On arrival back at 452 Squadron, the CO asked what happened to the plane. His explanation was accepted without question, but Headquarters, with all their red tape, insisted he was to be court martialled over the loss of his revolver. He was eventually let off, but the cost of the court martial was considerable.
(Web Master: Another account of the incident by ADF Serials is quite different: Spitfire A58-171. Accident 0800 hrs 23rd May 1944 when operating as Yellow 3 at Drysdale as part of 452 Squadron carrying out an air to ground gunnery exercise, the airscrew went into coarse pitch at 4,000 feet. As the aircraft could not maintain height, the pilot glided south towards Government (sic) Island to make a wheels up landing on the beach. The aircraft stopped after skidding 30 yards on the beach.)
Another incident involving Hugh was as follows: Hugh MacNeil took off at 1755 hrs on the 7th January 1945 as No.2 of Flying Officer R.S. STAGG for an intruder mission over Halmaheras. He was hit by ground fire just behind the pilot’s seat. It is presumed that a bullet also hit the glycol system as the temperature rose rapidly and the engine seized in flight. The pilot was unable to re-start the engine and tried to make a safe way home, but failed and crashed at 1836 hrs in heavy timber on Cape Gela (Morotai) some three miles from Pitoe Strip. Pilot Officer MacNeil was severely injured in the head and could not escape alone. He was extracted by an American Officer before flames could burn him.
Another report has more detail: Enemy action, afternoon of 7th January 1945 when on straffing run, aircraft was hit by ground fire over Halmaheras. Hit behind in the cockpit seat, the aircraft immediately cut out but resumed. Pilot Officer Hugh Sutherland MacNeill, assumed that his gycol lines had been damaged. He tried to nurse his aircraft back, but crashed some three miles from the Pitoe Strip in heavily forrested jungle at Cape Gela, Morotai. With canopy slide back, the pilot was thrown clear of aircraft on landing and was dragged away from the burning wreck by Lieutenant John L Ranney USAAF of the 822 Bomb Squadron, 38th Bomb Group. He was sent to the 155th American Station Hospital, where he underwent immediate surgery on a fractured skull and other injuries.

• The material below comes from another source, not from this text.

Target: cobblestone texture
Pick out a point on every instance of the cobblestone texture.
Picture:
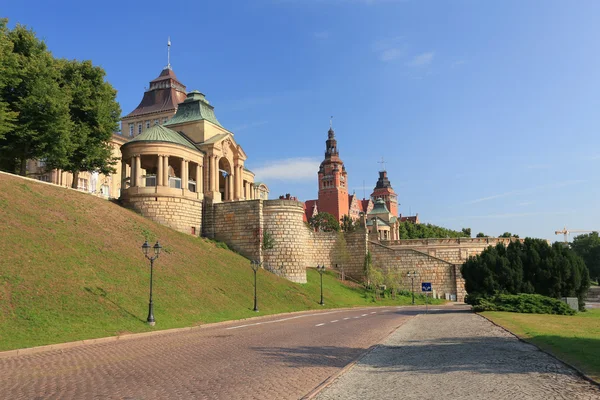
(458, 356)
(279, 357)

The Squadron photo was taken at sattler in June 1944. J. Beaton is sitting on the prop.
Back Row left to right: R. Stagg, Alan S. Jones, Peter W. Bullock, David J. Murray, Fred R. Johnson, W. Ron Cundy (B Flight), Louis T. Spence (C Flight), Keith M. Gamble (A Flight), Proctor, C. MacDonald, Ray Job, Ken V. Robertson, Jack G. Sanderson.

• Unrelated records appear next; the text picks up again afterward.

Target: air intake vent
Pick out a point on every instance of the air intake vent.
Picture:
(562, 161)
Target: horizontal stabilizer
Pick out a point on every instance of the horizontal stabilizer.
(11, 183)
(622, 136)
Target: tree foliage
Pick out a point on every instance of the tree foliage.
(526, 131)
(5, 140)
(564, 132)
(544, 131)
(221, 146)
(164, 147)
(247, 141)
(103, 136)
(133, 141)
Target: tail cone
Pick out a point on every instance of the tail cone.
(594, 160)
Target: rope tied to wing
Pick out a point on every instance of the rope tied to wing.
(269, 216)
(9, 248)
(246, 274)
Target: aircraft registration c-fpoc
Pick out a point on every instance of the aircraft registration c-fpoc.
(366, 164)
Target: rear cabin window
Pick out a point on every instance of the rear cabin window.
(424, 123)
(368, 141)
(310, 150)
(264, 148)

Front Row left to right: John H. Greenfield, Rex L. Sprake, Arthur R. Heaney, H. J. Bill Stevenson, Col S. Tapp, Hatten, Tom W. Scott, Tolhust, Hugh S. MacNeill, Doug E. Hoile, Colin H. O’Loughlin
Hugh achieved a fine flying record and an excellent assessment. (See photos). After the accident, he recuperated in Concord Repatriation Hospital, Sydney for three months. He was discharged on the 1st October 1945 from No.8 OTU Narromine, and returned to his parent’s property “Struan” at Grenfell, NSW.
Hugh stated that he would never cease to be amazed at the red tape in our Air Force in wartime.